Your sugar seems pretty high though.


----------



## BrianGSDTexoma (Nov 27, 2021)

Ty520 said:


> I would recommend using smashed whole fruit. The skins add lots of character and tannin.
> 
> Your sugar seems pretty high though.


I used 12 lbs blueberries.  Smashed with potato masher in sanitized bucket than poured into brew bag and added 3 gallons water. Took little over 6 lbs sugar to bring to 1.090.   Ended up with a little over 4 gallons after the juice came out during fermentation.  Was .990 when transferred to secondary.  It is now about ready to bottle.  Really would of liked to stop above 1.000 but was not sure how to go about it s it was still very active.  Going to bottle in swing top beer bottles at let age a year.  Will just sweeten when ready to drink.  Would like to do some more fruit wine but until I know if this is going to turn out I will just wait until able to taste wine.  Tasted incredible when it was about 1.010 but now is very dry.  I will need to account for juice in the future if do again.  My buddy has been using my steam juicer to make his.  Will see how his turns out as that is so much easier.  Can always add the pulp left over to the fermenter in a bag.


----------



## BrianGSDTexoma (Mar 18, 2022)

BrianGSDTexoma said:


> I used 12 lbs blueberries.  Smashed with potato masher in sanitized bucket than poured into brew bag and added 3 gallons water. Took little over 6 lbs sugar to bring to 1.090.   Ended up with a little over 4 gallons after the juice came out during fermentation.  Was .990 when transferred to secondary.  It is now about ready to bottle.  Really would of liked to stop above 1.000 but was not sure how to go about it s it was still very active.  Going to bottle in swing top beer bottles at let age a year.  Will just sweeten when ready to drink.  Would like to do some more fruit wine but until I know if this is going to turn out I will just wait until able to taste wine.  Tasted incredible when it was about 1.010 but now is very dry.  I will need to account for juice in the future if do again.  My buddy has been using my steam juicer to make his.  Will see how his turns out as that is so much easier.  Can always add the pulp left over to the fermenter in a bag.
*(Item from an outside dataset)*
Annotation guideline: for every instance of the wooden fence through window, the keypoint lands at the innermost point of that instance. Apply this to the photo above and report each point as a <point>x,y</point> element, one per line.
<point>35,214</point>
I was hoping I saved what I need.  Really bad about keeping records.  Anyhow, I opened a bottle today.  I knew was going to be very dry so made a simple syrup.  Added 1 tsp to glass and poured wine.  For 3 months old it very good!  Now that I know my process works going to do a strawberry. Now gonna need more bottles.


----------



## tallbm (Mar 18, 2022)

BrianGSDTexoma said:


> I was hoping I saved what I need.  Really bad about keeping records.  Anyhow, I opened a bottle today.  I knew was going to be very dry so made a simple syrup.  Added 1 tsp to glass and poured wine.  For 3 months old it very good!  Now that I know my process works going to do a strawberry. Now gonna need more bottles.
> 
> View attachment 529365



Wow man that is too cool!!!  I've never brewed and any kind of alcohol these days gives me what feels like a mild case of the flu (I've thoroughly tried all alcohol options haha).
I only drink about 5-6 times a year when can deal with the consequences and not miss work.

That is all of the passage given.